Несколько раз она ловила свое отражение в зеркале, но оно ей ни о чем не говорило. Изабелла не узнавала эту изможденную женщину со впалыми щеками и диким взглядом, которая смотрела на нее из зеркала.
Быстрыми нервными движениями она открывала бутылочки духов, которые стояли у нее на столике, но в тех флаконах не было того, что ее бы заинтересовало и, всхлипнув от ярости и отчаяния, она смахнула их на пол.
– Спокойствие, спокойствие, сеньора, – сказал лорд Монтекатини, наконец, появляясь в комнате. – Стеклодув в Венеции долго трудился, чтобы создать эти хрустальные сокровища. А вы заодно мгновение угробили всю его работу.
– Мне наплевать! – вызывающе бросила Изабелла, с ненавистью и презрением глядя на его искалеченное лицо, все покрытое струпьями. – Принесли?
– Спокойствие, сеньора, вам нужно научиться быть спокойной, – пожурил Изабеллу граф, желая продлить ее муки. – Придет время, и вы получите, что хотите.
Граф медленно потянулся к карману и вынул небольшой мешочек. Потом подошел к столу, прилагая большие усилия, чтобы не взглянуть на себя в зеркало, мимо которого проходил. Он остался жив, да, но ведь смысл его жизни заключался в лице, которое теперь было покалечено. Теперь Монтекатини не мог смотреть на себя в зеркало, хотя всех заставлял на него смотреть. Он нещадно избивал людей, посмевших отводить взгляд от его отвратительного лица. Теперь о нем никогда не будут говорить как о красавце.

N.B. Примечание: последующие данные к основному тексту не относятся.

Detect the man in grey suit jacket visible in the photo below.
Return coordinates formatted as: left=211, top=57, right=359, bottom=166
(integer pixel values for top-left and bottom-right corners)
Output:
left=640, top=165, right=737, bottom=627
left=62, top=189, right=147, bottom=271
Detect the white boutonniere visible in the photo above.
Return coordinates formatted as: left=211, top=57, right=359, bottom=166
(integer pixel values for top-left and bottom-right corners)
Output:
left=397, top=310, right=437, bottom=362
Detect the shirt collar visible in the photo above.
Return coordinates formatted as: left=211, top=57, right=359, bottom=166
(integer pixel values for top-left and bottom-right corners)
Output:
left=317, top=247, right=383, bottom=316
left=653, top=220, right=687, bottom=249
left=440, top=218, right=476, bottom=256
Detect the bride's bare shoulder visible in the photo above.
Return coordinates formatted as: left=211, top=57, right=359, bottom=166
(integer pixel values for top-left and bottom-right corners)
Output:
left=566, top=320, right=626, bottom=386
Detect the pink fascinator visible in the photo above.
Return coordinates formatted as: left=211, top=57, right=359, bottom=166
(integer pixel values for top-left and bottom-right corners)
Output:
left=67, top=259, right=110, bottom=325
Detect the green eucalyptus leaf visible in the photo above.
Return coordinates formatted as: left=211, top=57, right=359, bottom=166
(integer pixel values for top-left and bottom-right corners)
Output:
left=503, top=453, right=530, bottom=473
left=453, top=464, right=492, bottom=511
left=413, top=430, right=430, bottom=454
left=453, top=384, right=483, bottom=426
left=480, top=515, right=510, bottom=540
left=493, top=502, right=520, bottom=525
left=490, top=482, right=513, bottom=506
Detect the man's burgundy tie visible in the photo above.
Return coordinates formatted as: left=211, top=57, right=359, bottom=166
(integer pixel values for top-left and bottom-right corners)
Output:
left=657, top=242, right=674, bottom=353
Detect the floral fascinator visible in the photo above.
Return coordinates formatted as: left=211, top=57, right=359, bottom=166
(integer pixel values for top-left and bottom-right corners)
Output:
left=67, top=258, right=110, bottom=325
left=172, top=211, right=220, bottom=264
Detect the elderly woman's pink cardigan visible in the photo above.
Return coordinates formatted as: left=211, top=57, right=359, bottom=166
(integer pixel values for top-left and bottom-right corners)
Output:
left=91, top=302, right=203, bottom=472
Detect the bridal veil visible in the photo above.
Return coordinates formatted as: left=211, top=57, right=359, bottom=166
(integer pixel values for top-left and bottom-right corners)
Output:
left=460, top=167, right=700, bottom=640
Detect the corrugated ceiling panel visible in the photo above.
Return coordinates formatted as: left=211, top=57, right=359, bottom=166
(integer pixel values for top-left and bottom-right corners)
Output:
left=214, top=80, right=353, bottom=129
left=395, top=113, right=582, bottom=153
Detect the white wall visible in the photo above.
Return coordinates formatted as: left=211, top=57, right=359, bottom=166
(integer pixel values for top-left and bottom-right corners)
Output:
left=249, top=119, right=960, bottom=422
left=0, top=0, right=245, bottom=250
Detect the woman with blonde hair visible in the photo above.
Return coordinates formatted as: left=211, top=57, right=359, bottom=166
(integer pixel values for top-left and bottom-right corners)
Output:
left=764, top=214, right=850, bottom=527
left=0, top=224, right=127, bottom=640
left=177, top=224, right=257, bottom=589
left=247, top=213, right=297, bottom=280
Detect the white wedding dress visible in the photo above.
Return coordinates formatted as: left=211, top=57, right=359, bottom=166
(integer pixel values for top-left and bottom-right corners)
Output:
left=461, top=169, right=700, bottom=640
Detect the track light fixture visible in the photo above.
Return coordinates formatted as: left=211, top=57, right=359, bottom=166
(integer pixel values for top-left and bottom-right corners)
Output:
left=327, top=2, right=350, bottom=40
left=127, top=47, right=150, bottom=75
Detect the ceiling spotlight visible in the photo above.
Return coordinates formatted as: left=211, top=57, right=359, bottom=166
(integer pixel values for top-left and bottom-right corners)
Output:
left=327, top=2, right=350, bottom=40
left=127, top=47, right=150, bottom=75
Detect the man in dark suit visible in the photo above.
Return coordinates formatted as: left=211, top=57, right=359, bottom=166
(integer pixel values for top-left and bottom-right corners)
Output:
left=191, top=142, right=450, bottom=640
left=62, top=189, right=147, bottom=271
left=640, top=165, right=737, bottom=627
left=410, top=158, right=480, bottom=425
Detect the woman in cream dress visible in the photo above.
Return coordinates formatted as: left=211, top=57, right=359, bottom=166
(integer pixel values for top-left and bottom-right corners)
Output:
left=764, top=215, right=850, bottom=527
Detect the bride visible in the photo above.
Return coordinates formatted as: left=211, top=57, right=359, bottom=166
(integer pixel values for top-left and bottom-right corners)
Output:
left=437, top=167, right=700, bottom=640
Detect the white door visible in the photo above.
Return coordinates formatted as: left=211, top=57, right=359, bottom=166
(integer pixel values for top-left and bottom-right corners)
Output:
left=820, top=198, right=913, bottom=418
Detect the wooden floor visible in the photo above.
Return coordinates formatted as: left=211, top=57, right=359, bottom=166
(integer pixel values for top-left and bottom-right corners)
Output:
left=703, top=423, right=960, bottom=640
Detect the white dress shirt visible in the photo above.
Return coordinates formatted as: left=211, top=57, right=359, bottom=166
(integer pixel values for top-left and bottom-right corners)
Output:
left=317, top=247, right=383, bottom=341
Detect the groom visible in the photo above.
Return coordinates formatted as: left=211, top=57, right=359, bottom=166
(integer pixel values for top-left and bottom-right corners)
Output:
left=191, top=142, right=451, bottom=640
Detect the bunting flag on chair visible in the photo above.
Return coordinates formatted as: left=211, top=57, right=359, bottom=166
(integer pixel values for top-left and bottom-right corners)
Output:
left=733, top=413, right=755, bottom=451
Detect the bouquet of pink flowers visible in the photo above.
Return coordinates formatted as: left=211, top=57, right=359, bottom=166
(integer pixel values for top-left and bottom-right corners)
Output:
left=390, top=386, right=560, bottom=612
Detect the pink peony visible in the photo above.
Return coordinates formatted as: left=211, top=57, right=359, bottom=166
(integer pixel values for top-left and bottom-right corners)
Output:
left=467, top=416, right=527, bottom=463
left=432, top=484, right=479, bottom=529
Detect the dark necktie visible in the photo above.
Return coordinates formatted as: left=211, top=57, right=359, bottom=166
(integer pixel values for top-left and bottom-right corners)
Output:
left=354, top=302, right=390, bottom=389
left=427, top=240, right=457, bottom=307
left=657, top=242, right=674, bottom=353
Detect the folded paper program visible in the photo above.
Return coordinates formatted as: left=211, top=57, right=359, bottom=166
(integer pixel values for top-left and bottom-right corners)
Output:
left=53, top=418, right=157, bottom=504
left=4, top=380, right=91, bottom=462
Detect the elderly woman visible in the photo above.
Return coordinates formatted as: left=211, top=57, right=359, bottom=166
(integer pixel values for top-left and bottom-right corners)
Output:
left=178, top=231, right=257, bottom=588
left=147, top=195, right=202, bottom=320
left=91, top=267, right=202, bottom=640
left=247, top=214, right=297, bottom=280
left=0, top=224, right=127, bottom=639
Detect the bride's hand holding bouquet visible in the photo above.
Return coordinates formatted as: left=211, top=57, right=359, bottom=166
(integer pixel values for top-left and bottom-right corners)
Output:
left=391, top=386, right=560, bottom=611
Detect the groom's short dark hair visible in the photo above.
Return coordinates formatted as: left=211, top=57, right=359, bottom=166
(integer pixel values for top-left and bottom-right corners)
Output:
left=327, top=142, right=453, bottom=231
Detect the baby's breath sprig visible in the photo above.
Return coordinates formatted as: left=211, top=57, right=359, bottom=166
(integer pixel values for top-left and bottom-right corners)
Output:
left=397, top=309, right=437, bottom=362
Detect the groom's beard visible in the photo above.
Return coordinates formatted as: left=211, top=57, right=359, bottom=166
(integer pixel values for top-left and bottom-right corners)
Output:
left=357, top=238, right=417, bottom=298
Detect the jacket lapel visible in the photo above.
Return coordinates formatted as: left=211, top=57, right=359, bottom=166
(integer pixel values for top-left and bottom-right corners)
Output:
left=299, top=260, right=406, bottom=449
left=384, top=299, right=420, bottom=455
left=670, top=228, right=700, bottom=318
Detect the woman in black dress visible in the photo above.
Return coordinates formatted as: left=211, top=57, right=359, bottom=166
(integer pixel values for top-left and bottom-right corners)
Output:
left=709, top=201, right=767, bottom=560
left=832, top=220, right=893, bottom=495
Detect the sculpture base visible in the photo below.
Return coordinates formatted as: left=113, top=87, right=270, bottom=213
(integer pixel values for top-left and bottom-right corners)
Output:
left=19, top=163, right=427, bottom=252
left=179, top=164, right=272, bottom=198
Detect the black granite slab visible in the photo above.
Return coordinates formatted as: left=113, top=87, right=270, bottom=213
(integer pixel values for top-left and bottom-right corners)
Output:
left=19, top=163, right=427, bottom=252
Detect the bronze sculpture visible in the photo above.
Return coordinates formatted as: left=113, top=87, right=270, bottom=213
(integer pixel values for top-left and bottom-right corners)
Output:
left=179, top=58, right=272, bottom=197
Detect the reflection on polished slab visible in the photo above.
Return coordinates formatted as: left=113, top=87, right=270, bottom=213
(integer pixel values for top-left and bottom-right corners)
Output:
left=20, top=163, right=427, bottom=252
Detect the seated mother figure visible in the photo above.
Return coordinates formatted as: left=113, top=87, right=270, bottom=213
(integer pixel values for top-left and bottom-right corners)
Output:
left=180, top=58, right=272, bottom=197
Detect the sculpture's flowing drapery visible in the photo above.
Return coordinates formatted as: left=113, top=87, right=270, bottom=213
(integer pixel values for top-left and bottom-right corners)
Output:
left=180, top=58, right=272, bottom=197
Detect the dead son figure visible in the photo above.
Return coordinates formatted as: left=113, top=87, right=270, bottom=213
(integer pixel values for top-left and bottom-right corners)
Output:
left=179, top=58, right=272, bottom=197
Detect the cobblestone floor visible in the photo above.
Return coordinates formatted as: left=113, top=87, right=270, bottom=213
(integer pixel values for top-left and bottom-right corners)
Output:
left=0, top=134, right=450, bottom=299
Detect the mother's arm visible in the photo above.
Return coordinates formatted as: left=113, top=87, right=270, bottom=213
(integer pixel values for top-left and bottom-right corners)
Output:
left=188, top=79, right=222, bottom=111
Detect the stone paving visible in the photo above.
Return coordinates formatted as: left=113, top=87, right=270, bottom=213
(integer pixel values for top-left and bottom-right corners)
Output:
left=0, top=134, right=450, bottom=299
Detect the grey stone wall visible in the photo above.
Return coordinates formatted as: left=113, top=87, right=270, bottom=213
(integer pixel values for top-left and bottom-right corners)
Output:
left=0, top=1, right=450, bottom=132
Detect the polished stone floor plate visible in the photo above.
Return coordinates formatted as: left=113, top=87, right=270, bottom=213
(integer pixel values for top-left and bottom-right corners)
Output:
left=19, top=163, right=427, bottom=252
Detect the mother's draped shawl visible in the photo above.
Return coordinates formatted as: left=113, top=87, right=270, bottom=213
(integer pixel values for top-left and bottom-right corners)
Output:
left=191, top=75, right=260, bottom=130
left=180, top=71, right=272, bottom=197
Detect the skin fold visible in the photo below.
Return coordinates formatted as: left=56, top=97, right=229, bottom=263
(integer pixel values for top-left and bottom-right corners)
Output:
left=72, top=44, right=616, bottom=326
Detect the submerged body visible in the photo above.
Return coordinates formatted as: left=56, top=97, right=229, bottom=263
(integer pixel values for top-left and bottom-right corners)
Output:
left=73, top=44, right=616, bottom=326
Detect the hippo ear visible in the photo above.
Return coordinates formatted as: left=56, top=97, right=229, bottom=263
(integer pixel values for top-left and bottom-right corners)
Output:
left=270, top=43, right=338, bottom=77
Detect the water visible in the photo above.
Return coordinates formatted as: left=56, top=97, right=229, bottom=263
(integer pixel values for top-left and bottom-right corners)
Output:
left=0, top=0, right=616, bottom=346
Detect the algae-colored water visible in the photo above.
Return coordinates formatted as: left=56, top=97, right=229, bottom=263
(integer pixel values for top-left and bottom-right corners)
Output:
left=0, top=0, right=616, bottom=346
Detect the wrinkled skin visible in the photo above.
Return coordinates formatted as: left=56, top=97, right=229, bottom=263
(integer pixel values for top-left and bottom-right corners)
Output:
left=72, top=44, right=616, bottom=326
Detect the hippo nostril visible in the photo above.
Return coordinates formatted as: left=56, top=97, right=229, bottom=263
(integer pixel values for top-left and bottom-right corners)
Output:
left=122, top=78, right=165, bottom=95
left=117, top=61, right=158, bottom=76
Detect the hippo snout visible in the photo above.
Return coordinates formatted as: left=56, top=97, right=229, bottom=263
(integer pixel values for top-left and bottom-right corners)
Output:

Граф никогда не познает больше сладости восхищения, которое вызывало его красивое лицо, когда он ухаживал за любовником. В этом виноваты Тремейны! Если бы не они, его жизнь не была бы разрушена!
Для Изабеллы каждая секунда казалась часом, пока граф наливал в бокал темно-красную жидкость. Это было очень крепкое вино, которое приготовлялось из вскипевшего бургундского вина, смешанного с бренди. Отпив несколько глотков и убедившись, что вино не кислое, он достал мешочек и высыпал его содержимое в бокал. Густой порошок держался несколько секунд на поверхности жидкости, а потом опустился на дно бокала. Когда итальянец перемешал вино, кристаллики растворились.
Наконец, с улыбкой, исказившей и без того уродливое лицо, лорд Монтекатини повернулся и протянул бокал Изабелле. Она с жадностью осушила бокал, утолив свою жажду в этом зелье.
Вскоре Изабелла перенеслась в страну грез, в которой она теперь жила. Медленное томление появилось во всем теле, успокаивая натянутые нервы, и она посмеялась над глупой женщиной, которая только что ходила по комнате и напрасно тратила энергию. Теперь, лежа на кровати, Изабелла смутно осматривала комнату, в которой была заключена. Потолок был темным, и на нем были видны перекрытия, но ей казалось, что крыши вообще не было, а был лишь столб света, поднимающийся в небо и переливающийся всеми цветами радуги. Она видела себя парящей в этом сверкающем калейдоскопе, ощущала себя бестелесной невесомой субстанцией, богиней, которая сверху смотрит на простых смертных и смеется. Изабелла еще раз хихикнула. Ее тело было инертным и безвольным. Сонно зевнув, она подумала о том, почему у нее слипаются веки. Девушка ощущала себя богиней, а богине вообще не нужны были ресницы. Она вяло подняла отяжелевшую руку и бесцельно помахала ею. Наконец, ей удалось ценой невероятных усилий дернуть себя за ресницы на одном глазу. Но попытка оторвать их была тщетной, и Изабелла отказалась от нее. Это оказалось пустой тратой энергии. Гораздо интереснее было рассматривать вверху ангелов-херувимов, которые появлялись в потоке света и играли на арфах и рожках. Вначале она судорожно аплодировала им, а потом рассмеялась, как идиотка. Лорд Монтекатини, наблюдавший за ней, при этом скорчил гримасу.